Maranhense usa fogo para desenhar em madeira e encanta geeks em São Luís
No final de 2019, aos 16 anos, a maranhense Karla Cabral descobriu seu caminho na arte de forma inesperada: através de um instrumento que queima madeira. Foi o início de uma jornada criativa com a...
No final de 2019, aos 16 anos, a maranhense Karla Cabral descobriu seu caminho na arte de forma inesperada: através de um instrumento que queima madeira. Foi o início de uma jornada criativa com a pirografia, técnica artesanal que utiliza calor para desenhar na madeira.
Na época, seu pai havia começado a trabalhar com marcenaria e participava da tradicional Feirinha São Luís, vendendo adegas de vinho.
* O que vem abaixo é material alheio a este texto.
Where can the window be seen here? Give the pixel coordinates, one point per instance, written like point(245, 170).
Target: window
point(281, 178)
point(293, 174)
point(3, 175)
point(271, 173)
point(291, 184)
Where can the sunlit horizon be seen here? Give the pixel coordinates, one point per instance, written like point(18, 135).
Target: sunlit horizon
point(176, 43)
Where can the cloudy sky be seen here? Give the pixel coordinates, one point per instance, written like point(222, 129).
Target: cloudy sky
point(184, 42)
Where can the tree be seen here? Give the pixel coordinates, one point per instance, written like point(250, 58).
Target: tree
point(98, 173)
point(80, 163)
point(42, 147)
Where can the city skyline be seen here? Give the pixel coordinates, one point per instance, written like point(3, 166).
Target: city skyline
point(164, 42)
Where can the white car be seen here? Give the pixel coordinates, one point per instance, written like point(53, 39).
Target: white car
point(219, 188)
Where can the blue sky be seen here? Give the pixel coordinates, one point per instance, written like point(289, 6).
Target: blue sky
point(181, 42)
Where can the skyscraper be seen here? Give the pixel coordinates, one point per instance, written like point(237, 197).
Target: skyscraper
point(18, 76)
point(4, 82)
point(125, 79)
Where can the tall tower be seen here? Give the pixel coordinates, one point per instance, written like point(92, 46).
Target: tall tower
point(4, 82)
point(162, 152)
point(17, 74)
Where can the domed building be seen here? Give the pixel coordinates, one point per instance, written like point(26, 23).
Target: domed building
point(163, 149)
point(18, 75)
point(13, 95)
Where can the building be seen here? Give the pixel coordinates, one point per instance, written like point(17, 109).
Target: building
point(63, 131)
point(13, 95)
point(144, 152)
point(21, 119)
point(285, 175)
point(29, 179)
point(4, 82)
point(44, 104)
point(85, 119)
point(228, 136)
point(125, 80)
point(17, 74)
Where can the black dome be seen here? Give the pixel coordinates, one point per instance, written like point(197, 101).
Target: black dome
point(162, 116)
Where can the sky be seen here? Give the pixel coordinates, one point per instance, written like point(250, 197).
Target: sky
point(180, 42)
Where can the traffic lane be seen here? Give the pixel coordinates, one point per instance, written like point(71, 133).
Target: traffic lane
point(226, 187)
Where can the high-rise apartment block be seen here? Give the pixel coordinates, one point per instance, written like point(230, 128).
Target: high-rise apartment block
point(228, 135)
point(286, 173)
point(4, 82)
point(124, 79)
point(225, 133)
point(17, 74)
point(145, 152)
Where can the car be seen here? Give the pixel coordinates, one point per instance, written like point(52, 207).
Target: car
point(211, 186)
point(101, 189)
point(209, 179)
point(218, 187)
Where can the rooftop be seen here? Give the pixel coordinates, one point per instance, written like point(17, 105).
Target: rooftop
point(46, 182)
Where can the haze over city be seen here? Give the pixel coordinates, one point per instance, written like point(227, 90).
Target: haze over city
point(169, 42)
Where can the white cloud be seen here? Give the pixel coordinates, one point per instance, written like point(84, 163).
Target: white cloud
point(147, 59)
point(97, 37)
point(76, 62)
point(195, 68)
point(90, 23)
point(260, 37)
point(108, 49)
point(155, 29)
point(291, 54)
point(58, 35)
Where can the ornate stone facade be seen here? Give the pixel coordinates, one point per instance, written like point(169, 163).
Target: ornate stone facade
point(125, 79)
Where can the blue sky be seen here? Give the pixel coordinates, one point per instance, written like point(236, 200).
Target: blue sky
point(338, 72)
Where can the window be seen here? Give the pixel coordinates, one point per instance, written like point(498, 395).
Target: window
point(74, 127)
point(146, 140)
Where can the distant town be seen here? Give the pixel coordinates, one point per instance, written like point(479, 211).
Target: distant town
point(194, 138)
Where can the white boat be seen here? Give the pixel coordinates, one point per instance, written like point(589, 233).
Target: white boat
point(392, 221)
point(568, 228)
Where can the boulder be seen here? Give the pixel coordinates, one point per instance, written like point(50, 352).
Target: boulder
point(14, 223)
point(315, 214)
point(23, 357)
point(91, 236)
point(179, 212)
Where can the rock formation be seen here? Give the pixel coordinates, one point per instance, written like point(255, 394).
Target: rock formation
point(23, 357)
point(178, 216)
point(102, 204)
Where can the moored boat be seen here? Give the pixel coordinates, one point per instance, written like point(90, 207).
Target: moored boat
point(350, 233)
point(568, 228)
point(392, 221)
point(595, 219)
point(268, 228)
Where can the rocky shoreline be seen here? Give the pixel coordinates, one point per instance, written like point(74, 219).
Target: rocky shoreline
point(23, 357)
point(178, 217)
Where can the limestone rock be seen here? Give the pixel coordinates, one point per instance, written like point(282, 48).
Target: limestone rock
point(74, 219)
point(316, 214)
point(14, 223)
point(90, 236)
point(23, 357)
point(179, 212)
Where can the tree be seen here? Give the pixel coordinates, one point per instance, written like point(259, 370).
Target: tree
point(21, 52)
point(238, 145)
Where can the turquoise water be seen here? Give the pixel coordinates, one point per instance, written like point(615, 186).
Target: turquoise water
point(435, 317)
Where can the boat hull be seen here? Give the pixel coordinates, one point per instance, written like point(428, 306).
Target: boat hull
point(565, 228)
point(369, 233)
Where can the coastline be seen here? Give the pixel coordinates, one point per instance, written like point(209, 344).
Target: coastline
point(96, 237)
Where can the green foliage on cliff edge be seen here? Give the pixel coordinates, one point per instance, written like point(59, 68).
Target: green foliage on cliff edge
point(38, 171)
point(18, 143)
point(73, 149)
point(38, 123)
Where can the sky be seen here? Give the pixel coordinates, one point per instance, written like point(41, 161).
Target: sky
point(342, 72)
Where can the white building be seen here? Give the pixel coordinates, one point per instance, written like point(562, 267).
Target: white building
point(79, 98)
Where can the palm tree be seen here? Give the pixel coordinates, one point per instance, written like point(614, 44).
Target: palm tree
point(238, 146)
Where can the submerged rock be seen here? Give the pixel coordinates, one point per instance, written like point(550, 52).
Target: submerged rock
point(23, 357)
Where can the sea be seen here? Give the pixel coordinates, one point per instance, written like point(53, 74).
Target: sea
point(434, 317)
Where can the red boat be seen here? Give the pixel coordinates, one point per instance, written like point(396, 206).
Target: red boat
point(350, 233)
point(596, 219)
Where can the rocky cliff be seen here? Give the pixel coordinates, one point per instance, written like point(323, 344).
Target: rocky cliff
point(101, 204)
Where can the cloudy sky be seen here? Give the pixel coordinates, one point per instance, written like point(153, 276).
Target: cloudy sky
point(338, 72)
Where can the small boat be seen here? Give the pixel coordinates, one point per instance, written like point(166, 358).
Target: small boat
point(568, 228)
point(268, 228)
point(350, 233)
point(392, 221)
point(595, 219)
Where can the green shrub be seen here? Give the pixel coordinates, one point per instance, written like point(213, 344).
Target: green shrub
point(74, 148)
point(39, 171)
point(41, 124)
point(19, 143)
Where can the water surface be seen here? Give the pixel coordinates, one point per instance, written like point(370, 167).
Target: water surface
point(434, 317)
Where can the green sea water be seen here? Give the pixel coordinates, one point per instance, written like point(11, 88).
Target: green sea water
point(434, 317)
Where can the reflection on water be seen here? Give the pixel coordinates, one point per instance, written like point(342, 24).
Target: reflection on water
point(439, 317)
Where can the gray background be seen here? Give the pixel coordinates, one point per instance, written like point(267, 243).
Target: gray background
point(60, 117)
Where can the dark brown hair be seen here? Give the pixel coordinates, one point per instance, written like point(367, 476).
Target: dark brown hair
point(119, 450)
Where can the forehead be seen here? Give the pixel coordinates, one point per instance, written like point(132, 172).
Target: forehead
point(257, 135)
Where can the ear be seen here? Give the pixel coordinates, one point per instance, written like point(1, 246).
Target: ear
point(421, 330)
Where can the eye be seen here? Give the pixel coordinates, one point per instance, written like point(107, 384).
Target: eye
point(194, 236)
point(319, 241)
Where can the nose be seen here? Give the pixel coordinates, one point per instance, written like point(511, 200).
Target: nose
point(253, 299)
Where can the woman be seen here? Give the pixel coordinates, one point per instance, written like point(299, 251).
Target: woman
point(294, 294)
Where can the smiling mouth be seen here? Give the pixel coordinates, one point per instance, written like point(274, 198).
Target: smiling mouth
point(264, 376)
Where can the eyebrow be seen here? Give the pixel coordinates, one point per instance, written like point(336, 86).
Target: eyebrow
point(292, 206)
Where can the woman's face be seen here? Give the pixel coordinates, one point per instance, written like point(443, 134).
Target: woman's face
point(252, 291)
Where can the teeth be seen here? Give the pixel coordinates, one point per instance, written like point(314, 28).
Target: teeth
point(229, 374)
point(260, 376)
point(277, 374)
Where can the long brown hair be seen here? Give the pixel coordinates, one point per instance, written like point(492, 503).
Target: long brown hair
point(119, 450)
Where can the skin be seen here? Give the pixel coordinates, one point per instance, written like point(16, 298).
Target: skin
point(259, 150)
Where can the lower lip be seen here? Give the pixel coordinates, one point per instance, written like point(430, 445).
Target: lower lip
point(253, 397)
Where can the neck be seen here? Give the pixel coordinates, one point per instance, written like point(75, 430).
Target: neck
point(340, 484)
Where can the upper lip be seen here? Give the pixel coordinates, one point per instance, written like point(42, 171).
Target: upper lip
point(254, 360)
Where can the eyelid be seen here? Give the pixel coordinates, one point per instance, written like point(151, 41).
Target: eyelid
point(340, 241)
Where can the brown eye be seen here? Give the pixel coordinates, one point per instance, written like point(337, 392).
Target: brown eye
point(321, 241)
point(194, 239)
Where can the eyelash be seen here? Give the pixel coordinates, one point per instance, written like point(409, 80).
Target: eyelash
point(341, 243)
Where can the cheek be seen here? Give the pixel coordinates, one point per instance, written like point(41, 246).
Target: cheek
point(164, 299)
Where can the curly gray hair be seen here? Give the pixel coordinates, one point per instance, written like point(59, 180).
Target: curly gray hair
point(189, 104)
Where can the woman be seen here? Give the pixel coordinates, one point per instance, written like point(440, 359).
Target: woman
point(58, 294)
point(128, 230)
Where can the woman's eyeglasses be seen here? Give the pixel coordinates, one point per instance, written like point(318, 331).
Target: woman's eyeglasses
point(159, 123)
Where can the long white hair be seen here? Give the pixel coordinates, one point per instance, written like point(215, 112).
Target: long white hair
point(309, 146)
Durante uma dessas feiras, um amigo da família, também tatuador, apresentou o pirógrafo, um aparelho simples, sem controle de temperatura, mas repleto de possibilidades artísticas. A proposta do pai foi direta: “Por que você não tenta fazer alguns quadros pirografados? Eu corto as peças de madeira e você faz os desenhos.”
Inicialmente, Karla Cabral não via a pirografia como algo sério. Produzia quadros com frases simples, sem grande entusiasmo. Tudo mudou quando decidiu unir seu gosto pessoal ao ofício: passou a retratar personagens de anime. O resultado foi imediato, uma conexão com o público geek de São Luís que ela não imaginava existir.
“Sempre fui muito ligada ao universo geek, fã de animes, e decidi arriscar. Comecei a fazer quadros com personagens de anime. E, para minha surpresa, deu muito certo”, conta.
A partir daquele momento, Karla entendeu que transformar seus desenhos em arte na madeira era mais que um passatempo. Era sua vocação.
Atualmente, Karla Cabral domina por completo o processo de criação de suas obras em pirografia. Desde a seleção cuidadosa da madeira até o último traço do pirógrafo, cada etapa é realizada com atenção e carinho.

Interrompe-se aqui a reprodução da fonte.